The US has been forming such small cliques to counter China’s influence in the Asia-Pacific but those countries should realize that their own interests are far more important than being manipulated by the US, especially when the declining US power only makes its strategy of containing China fragile, Chen said.
After the Cold War, the US began to ignore the South Pacific, removing some island embassies, and reducing assistance to the region. Recently, the US has opened a new embassy in Tonga, another country in the Pacific region, to counter China.
After seeing that China and the Pacific region are having more reciprocal cooperation, the US felt “the crisis” and the anxiety, and began wooing Pacific island countries through official visits and exerting political influence, analysts said.
“As the US treats its diplomacy as a bandage to fix ties with some countries, sending out a strategic confusion signal,” Chen said.
Eroding confidence
While the US politicians are mired in arguments about settlement of the debt ceiling which might lead to an imminent default in about two weeks, experts noted that this would bring about fluctuations on the global financial markets as well as erode global investors’ confidence in US dollar assets in the long run.
According to a BBC report on Wednesday, Biden and Republican leaders have expressed cautious optimism that a deal to raise the US debt ceiling is within reach, but the report also cited House of Representatives Speaker Kevin McCarthy as saying that the two sides are still “far apart.”
Liang Haiming, dean of Hainan University’s Belt and Road Research Institute, told the Global Times on Wednesday that historically, US bond yields usually surge shortly before the US hits the debt ceiling.
“It’s less than half a month before the US hits the debt ceiling this time. The US debt ceiling crisis will undoubtedly affect US dollar credit in the short term, lead to an increase in US bond yields and trigger global financial market turmoil,” Liang said.
Liang also noted that the incident might bring a shadow to the G7 summit and weaken other members’ viewpoints about the US.
“Those countries might feel that the US is a troublemaker in the international financial market instead of a leader,” he said.
Dong Dengxin, director of the Finance and Securities Institute of the Wuhan University of Science and Technology, said that the impact of the incident on financial markets should be more of a long-term nature instead of short-term shockwaves.
“I think it’s just a matter of time before US politicians agree on raising the debt ceiling. But such issues will definitely increase people’s distrust about the US dollar and prompt them to take measures such as decreasing holdings of US assets, buying gold, renminbi or other non-dollar assets,” Dong told the Global Times on Wednesday, adding that the process of “quantitative change” is already taking place, though at a slow pace.

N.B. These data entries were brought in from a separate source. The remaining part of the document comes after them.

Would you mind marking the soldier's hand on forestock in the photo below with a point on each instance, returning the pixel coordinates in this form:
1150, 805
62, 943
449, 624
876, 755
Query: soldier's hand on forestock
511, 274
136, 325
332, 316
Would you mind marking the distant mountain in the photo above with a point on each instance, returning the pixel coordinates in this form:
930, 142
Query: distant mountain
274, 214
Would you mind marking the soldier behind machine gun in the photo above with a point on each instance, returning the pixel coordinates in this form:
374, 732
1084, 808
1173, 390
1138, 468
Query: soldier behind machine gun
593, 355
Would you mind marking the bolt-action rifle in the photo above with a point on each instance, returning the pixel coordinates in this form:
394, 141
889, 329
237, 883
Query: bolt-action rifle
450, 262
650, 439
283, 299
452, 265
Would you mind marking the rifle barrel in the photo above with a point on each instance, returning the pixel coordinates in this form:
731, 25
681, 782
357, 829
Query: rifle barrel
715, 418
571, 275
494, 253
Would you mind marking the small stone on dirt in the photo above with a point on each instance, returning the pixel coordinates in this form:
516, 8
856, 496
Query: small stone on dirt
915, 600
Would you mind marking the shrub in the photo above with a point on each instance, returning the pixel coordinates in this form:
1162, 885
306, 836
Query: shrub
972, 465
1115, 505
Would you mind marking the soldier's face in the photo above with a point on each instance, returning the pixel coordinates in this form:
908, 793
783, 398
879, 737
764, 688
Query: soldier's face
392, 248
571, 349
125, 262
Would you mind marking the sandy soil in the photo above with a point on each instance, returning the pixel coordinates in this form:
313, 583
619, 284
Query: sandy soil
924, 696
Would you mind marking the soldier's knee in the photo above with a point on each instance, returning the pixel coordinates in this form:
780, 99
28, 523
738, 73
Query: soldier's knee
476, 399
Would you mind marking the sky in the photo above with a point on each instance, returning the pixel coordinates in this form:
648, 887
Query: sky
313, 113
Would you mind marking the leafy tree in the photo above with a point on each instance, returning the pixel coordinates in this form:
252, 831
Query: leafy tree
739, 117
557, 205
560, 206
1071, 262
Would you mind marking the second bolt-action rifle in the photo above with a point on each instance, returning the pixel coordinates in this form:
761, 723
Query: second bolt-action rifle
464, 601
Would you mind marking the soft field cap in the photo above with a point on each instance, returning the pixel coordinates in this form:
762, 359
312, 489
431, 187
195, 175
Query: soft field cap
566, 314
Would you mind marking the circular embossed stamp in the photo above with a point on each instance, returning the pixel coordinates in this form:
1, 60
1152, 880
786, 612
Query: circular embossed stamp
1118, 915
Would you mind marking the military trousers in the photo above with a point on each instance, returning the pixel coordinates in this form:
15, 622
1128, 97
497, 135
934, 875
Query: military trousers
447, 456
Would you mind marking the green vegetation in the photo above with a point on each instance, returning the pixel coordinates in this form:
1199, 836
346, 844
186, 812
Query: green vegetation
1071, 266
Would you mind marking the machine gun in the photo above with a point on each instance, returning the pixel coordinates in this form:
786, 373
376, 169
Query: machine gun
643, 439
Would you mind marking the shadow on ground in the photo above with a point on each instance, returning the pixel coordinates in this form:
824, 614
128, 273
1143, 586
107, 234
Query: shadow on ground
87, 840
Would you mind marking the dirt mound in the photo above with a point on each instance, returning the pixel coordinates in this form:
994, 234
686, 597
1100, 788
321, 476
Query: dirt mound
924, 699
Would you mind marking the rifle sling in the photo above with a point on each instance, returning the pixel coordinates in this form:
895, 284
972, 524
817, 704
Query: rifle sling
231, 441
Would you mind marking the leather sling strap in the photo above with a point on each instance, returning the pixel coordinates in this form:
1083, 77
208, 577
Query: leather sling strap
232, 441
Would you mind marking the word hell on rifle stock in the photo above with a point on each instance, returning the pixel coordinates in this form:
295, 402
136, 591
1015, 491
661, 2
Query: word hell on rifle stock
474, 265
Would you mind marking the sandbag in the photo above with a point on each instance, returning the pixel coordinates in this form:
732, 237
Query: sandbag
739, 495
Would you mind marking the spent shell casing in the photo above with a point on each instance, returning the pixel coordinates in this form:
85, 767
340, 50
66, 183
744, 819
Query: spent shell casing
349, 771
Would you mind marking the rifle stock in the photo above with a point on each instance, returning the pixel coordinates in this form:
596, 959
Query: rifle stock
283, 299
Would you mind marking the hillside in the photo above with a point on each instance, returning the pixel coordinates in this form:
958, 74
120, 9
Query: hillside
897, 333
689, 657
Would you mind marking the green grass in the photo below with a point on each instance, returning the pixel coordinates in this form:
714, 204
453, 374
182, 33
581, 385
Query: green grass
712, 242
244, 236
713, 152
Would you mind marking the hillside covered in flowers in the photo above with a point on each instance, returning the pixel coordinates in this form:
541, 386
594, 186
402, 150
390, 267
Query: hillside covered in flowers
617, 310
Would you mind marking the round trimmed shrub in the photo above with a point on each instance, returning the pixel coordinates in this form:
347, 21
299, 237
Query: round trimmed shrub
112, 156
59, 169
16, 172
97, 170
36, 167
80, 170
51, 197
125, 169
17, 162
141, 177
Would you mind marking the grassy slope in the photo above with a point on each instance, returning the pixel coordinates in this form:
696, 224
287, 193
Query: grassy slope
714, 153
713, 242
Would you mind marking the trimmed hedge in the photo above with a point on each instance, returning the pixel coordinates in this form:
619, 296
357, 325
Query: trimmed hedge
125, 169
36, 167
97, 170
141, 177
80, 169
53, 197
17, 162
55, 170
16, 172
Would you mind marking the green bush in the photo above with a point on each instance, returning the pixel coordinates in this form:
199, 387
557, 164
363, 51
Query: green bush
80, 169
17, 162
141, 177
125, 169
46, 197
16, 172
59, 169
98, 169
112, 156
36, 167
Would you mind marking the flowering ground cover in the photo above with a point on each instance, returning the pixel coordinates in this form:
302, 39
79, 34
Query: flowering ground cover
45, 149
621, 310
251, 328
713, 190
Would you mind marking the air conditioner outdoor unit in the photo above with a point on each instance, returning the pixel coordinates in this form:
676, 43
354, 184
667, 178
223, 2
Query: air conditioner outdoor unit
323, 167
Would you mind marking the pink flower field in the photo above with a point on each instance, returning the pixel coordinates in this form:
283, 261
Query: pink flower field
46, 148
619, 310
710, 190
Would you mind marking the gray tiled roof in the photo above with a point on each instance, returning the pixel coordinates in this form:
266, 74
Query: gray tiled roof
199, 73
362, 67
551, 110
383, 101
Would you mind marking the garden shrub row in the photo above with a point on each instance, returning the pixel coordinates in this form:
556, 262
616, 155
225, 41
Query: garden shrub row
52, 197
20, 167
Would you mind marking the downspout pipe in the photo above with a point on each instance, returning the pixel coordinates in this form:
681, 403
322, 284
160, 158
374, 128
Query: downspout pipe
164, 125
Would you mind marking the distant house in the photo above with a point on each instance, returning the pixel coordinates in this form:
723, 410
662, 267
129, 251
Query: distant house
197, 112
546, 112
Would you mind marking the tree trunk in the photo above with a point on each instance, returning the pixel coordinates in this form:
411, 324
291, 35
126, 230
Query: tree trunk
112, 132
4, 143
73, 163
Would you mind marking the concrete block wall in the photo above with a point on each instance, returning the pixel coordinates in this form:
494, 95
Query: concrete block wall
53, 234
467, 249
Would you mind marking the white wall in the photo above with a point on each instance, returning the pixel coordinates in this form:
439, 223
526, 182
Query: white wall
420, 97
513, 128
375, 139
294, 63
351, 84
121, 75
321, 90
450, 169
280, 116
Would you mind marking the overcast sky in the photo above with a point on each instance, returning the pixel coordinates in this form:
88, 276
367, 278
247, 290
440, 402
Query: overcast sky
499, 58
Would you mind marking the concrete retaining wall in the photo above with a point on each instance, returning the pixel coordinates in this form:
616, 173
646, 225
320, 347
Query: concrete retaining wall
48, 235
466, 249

There have been doubts over the US leadership not only in the international financial market but also on geopolitical landscape. Although the Quad leaders still plan to meet on the G7 sidelines in Japan, the canceled Quad meeting in Australia will surely affect such mechanism, especially when there have been divergences between the US and Australia over the AUKUS deal.
“It will surely affect the US’ diplomatic engagement with the Asia Pacific. When the US woos its so-called allies and partners in the region, those countries would question whether the US policies have continuity or it would turn back on its commitment, doubting its leadership,” Li Haidong, a professor at the Institute of International Relations at the China Foreign Affairs University, told the Global Times on Wednesday.